Australian Journal of Botany Australian Journal of Botany Society
Southern hemisphere botanical ecosystems

Anatomical variation in juvenile eucalypt leaves accounts for differences in specific leaf area and CO2 assimilation rates

Christine A. Sefton, Kelvin Montagu, Brian J. Atwell and Jann P. Conroy

Australian Journal of Botany 50(3) 301 - 310
Published: 13 June 2002


Specific leaf area (SLA) is an important leaf attribute representing a compromise between the capture of light and CO2 and the limitations imposed by leaf structure, herbivore resistance and the mitigation of water loss. We examined three Eucalyptus L'Her. species to determine whether variation in CO2 assimilation rate was related to SLA and leaf anatomy. Seedlings were grown in a naturally illuminated glasshouse with adequate water and nutrients. Light-saturated rates of photosynthesis were measured on the youngest fully expanded leaves. Mesophyll characteristics were measured from sections thick of the interveinal leaf lamina.
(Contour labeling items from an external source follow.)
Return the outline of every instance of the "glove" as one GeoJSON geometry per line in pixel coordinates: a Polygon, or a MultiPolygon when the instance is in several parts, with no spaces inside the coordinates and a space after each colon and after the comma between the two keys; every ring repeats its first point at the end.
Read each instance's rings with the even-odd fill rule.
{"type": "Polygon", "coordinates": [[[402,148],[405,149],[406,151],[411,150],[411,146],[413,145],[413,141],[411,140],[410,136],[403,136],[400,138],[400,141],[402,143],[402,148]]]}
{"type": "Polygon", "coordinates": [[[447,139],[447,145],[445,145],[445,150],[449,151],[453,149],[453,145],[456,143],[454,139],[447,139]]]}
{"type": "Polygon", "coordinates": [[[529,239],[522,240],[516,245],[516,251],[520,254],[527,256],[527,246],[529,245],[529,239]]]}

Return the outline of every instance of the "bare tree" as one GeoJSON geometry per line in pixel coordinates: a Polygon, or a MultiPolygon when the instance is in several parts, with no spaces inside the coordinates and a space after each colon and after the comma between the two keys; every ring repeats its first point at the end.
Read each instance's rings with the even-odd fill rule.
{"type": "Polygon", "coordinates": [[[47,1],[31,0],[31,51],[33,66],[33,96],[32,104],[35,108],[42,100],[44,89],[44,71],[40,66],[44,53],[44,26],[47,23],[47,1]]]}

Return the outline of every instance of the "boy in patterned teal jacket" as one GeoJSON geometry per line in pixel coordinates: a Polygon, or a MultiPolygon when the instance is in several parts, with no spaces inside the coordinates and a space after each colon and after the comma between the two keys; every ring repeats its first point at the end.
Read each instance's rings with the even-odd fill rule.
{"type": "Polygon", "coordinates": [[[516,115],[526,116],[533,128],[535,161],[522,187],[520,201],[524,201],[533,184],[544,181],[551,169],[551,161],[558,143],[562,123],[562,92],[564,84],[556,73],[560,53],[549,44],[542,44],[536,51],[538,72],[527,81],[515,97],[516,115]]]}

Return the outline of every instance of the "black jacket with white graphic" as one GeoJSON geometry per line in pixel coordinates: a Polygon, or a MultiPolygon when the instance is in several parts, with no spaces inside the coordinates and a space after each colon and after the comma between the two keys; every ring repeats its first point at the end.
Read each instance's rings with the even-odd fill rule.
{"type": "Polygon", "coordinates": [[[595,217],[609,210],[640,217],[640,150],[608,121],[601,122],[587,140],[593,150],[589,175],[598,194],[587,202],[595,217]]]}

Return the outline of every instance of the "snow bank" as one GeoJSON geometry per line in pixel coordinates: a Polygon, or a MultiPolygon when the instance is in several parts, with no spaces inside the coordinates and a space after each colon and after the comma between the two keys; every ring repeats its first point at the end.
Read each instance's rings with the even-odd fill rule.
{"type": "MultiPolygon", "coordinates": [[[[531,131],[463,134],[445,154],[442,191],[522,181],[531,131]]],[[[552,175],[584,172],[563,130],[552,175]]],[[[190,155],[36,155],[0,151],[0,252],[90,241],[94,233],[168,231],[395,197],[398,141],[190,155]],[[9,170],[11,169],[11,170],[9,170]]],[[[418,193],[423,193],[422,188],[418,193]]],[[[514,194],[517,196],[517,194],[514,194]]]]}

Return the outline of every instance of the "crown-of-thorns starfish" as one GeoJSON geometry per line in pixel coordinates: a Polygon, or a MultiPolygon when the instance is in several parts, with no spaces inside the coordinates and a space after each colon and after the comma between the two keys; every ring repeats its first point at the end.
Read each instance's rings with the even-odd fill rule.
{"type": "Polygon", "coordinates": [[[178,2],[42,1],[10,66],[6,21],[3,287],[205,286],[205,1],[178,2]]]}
Significant interspecies variation in SLA corresponded to clear trends in anatomy and photosynthesis. Low-SLA leaves were thicker, having increased thickness of palisade mesophyll because of a greater number of palisade layers. E. occidentalis, E.camaldulensis and E. grandis had 3.7, 2.0 and 1.0 layers of palisade cells which corresponded to an SLA of 14.8, 17.6 and 21.8 m2 kg-1, respectively. High investment of dry mass in photosynthetic tissue was associated with higher leaf N (area and mass) concentration, chlorophyll concentration and photosynthetic capacity per leaf area. Leaf morphology affected use of the resources N, water and CO2. In contrast to the thin leaves of E. grandis, thick leaves of E. occidentalis had low N-use efficiency and high instantaneous water-use efficiency. Differences in leaf structure of these species appear to reflect the most limiting resource experienced in the environments to which they have adapted.